Cela ne passe pas forcément par la construction de nouvelles usines, mais plutôt de centres de R&D et par l’accélération du transfert d’innovations nées dans les labos des écoles et universités et même du CERN. Un domaine émergent et où il reste encore beaucoup à faire comme nous le verrons dans un des prochains épisodes. A Genève, les start-up sont encore beaucoup plus orientées sur les services que sur l’industrie. A l’exception des biotechnologies, il n’y a pas d’incubateur industriel…
Pourtant, comme le souligne Giovanni Ferro Luzzi, l’avenir industriel de Genève se dessine dans l’innovation. Il n’est pas réservé qu’aux start-up. Hier orientés vers la chimie, les géants genevois des parfums et des arômes ont mis les biotechnologies au sommet de leurs priorités. Cela aussi nous l’étudierons dans le détail. Dans les industries des transports, de la mécatronique ou des machines, c’est la transition énergétique qui ouvre de nouvelles perspectives, comme nous le verrons. L’efficience et la nécessité de circuits plus courts, y compris dans l’industrie, font émerger un terrain expérimental de «mine urbaine» qui vous surprendra.
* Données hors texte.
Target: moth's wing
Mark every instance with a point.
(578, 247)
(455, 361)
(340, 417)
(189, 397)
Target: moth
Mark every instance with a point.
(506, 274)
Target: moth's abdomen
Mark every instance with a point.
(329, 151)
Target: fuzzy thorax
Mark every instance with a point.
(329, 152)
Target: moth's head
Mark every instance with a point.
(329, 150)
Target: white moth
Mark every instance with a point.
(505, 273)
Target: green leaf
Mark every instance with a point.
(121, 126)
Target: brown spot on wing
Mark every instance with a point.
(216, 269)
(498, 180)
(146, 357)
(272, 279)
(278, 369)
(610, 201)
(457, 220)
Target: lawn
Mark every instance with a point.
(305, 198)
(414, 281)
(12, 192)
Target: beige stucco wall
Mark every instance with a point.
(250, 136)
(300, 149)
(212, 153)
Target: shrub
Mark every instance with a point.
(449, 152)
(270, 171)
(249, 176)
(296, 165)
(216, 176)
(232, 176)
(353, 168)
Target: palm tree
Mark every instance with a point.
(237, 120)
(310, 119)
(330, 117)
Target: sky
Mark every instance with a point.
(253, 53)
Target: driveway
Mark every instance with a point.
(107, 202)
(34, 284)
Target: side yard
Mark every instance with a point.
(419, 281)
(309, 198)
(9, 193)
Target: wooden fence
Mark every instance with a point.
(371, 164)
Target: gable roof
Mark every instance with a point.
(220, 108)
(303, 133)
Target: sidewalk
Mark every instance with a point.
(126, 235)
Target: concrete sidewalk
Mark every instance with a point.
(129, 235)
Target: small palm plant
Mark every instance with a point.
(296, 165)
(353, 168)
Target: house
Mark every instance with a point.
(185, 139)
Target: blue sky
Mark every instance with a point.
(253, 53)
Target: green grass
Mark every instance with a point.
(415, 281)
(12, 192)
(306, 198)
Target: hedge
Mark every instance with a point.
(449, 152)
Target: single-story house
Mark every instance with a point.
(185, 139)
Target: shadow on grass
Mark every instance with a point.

Cette idée de laboratoire, de terrain d’expérimentation convient bien à une industrie genevoise dont les coûts sont souvent plus élevés qu’ailleurs, mais qui s’est aussi habituée à s’adapter en raison, entre autres, du franc fort. Nous verrons ainsi comment les concepts d’industrie 4.0, de fabrication additive comme l’impression 3D ou de prototypage rapide deviennent une opportunité pour les industriels genevois, que ce soit pour personnaliser des prothèses ou pour se réinventer dans la sous-traitance horlogère.
Dans le cadre de cette Exploration soutenue par l’Office de la promotion des industries et des technologies (OPI) de Genève, nous vous invitons à suivre les transformations souvent invisibles et pourtant cruciales de l’industrie pour l’avenir économique du canton du bout du lac.